And how has the team here taken to it? Harvey Nichols doesn’t normally do Chinese food.
Amazing. Really good. We had a training day in London and the chefs took that away to their teams. It was new to a lot of them but I think they enjoyed it.
Are you a harsh taskmaster, or have you been quite gentle with them?
Hmm…a bit of both (laughs). A bit of yin and yang.
In Britain, we have such a long relationship with Chinese food – and in Manchester especially – and although some of it is very good, there’s still a lot out there that’s not exactly reflective of the best that it has to offer isn’t there? Is that fair?
You know what, the culture of cuisine is progressive, always evolving. I don’t know if I would say that it’s ‘bad’ as such, but perhaps it’s stuck in the past.
There’s nothing wrong with traditional Chinese food but the food here that people would know is obvious.
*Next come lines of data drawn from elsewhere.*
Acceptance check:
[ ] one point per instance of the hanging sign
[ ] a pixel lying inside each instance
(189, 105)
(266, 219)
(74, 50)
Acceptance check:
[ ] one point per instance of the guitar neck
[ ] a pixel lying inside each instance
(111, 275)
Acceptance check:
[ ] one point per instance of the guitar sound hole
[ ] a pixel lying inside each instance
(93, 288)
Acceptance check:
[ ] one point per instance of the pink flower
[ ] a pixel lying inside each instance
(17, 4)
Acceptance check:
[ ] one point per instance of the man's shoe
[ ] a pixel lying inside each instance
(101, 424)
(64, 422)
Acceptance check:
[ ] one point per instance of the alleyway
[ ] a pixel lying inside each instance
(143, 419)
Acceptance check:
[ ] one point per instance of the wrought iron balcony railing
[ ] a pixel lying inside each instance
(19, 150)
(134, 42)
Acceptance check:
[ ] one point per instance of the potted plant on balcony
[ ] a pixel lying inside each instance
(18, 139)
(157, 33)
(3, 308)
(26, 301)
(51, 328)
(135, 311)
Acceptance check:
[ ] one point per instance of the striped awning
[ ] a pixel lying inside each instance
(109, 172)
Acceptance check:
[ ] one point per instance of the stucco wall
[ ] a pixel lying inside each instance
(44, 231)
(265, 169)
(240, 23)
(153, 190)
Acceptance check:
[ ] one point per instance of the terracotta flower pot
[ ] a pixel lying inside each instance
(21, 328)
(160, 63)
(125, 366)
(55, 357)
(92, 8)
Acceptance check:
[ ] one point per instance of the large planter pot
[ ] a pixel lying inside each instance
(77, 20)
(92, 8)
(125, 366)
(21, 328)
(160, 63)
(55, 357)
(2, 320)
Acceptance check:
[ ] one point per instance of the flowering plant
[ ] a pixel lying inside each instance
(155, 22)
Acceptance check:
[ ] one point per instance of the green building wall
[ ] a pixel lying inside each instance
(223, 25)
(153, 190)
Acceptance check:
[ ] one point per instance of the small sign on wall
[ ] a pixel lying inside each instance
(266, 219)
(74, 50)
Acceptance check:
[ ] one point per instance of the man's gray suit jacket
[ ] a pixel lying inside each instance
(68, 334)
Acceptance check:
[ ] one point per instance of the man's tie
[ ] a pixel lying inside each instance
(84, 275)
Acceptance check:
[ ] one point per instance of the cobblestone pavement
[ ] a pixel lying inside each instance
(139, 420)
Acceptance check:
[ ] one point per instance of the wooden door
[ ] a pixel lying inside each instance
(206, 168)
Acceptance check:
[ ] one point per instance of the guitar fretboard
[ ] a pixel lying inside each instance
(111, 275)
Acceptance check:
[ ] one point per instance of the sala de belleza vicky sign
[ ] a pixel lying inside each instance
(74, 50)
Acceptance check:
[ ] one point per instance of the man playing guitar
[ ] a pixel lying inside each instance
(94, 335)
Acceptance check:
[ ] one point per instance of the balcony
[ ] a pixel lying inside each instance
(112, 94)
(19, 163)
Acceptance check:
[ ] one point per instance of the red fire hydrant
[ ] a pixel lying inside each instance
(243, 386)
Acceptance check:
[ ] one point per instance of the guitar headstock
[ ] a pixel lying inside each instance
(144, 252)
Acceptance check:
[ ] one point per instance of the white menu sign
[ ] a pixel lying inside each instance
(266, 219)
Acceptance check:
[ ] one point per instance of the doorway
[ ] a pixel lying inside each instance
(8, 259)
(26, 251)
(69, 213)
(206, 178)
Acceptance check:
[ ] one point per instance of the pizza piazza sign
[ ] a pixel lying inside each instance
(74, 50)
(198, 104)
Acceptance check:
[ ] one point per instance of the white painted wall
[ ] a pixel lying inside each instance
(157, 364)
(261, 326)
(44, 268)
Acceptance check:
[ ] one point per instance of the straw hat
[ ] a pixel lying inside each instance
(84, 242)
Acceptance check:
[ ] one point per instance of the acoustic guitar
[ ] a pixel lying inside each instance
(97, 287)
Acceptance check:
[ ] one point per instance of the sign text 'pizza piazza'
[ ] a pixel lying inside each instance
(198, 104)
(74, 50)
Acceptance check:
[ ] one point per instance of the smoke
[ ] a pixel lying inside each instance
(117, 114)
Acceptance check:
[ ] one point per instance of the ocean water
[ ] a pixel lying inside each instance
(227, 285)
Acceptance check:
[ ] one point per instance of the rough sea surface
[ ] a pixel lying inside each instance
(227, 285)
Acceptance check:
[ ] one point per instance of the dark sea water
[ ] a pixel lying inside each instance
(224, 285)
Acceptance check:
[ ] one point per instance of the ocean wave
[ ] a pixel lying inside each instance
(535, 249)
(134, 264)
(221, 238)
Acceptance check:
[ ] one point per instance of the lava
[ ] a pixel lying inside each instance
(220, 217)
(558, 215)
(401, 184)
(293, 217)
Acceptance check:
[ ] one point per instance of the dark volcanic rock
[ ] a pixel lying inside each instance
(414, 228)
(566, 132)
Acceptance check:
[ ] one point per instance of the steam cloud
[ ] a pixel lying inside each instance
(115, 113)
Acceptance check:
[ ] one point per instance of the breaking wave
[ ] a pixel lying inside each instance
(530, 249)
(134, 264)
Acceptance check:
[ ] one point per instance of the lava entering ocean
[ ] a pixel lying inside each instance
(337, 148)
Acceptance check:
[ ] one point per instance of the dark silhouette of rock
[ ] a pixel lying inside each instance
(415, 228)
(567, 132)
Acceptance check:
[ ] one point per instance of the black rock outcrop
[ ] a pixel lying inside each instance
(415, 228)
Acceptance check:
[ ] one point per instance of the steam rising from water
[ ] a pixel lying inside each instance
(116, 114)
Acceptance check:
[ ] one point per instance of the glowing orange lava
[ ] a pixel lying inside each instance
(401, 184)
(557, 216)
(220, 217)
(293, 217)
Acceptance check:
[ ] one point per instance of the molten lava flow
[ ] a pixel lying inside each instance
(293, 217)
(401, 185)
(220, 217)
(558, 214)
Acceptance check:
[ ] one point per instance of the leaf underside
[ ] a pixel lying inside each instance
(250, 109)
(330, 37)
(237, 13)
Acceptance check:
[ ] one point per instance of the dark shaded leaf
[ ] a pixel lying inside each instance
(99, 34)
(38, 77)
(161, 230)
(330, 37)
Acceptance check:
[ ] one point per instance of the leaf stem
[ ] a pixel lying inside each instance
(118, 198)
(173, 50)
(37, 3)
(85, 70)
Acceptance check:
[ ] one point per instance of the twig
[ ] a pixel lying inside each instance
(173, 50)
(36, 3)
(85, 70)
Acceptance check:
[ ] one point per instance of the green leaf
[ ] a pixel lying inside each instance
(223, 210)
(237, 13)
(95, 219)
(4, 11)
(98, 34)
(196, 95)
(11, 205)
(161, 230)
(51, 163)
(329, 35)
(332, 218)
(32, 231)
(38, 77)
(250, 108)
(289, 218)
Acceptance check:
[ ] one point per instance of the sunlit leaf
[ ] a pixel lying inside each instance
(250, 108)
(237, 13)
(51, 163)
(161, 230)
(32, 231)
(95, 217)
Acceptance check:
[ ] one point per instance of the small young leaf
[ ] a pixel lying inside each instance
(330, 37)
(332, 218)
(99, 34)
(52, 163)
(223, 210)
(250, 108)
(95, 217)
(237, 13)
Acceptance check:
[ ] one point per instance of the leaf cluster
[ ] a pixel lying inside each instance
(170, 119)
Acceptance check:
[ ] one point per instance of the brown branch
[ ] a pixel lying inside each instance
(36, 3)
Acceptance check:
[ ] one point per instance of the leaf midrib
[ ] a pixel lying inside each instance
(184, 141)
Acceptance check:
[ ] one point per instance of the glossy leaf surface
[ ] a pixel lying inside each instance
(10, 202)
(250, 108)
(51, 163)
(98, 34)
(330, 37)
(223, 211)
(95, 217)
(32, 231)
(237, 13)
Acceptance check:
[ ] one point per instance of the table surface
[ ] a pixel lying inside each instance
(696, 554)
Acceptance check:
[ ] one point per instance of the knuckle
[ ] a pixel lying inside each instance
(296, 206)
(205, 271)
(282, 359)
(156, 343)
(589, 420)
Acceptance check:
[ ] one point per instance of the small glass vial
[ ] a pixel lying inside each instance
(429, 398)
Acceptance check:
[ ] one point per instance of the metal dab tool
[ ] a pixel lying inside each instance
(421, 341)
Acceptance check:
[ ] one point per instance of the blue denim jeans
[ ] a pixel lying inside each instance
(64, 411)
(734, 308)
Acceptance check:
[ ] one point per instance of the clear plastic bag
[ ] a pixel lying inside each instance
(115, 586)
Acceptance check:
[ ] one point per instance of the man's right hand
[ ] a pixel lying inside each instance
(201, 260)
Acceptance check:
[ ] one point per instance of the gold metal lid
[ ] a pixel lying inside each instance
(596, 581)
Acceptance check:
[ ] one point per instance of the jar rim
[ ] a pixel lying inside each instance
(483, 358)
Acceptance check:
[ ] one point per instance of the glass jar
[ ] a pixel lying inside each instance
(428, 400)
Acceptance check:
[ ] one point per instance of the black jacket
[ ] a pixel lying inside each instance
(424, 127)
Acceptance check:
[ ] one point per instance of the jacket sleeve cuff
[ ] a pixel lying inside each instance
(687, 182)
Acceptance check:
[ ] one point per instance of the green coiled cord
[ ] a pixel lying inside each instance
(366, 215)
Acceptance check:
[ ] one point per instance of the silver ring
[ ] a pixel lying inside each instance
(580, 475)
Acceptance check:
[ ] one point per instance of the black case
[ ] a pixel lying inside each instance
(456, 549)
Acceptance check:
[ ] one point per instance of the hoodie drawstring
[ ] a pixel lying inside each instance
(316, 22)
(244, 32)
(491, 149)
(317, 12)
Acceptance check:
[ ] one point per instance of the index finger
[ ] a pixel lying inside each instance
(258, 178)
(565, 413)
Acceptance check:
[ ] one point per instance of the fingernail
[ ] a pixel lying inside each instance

But the traditional menu is so far removed from that – offal, pigeon, all sorts – although I think a lot of people are actually starting to look to that nowadays.
That heritage cooking, and drawing on that for inspiration to take the cuisine forward is happening a lot at the moment. We live in a really interesting time, in terms of Chinese food.
We’re in the year of the sheep. What does that mean in terms of the approach to Chinese food and culture?
The sheep is steady. Progressive, it’s climbing the hill, and it always gets to the top. But it takes time. That’s probably the way we are approaching food too. Slow and steady, but always moving it forward.
So what are the fundamentals of good Chinese cooking? Especially if you’ve never tackled it before.
It’s about getting all the store cupboard ingredients in. You can keep it simple – maybe ten condiments, lots of flavours, very simple and elegant and uses things like black rice vinegar, star anise, toasted sesame oil. Really full of flavour. You can create all sorts of flavour combinations, when you start getting original flavours and ingeredients involved.
The trick it to bring out the uniqueness of the flavours without ruining he ingredient. It’s a delicate dance, a lot like mixing a cocktail. One teaspoon under or over can change everything. It can be rich and complex and esoteric.
With those margins of error then, how challenging has it been to knock out 80 covers for Harvey Nichols every night for two weeks?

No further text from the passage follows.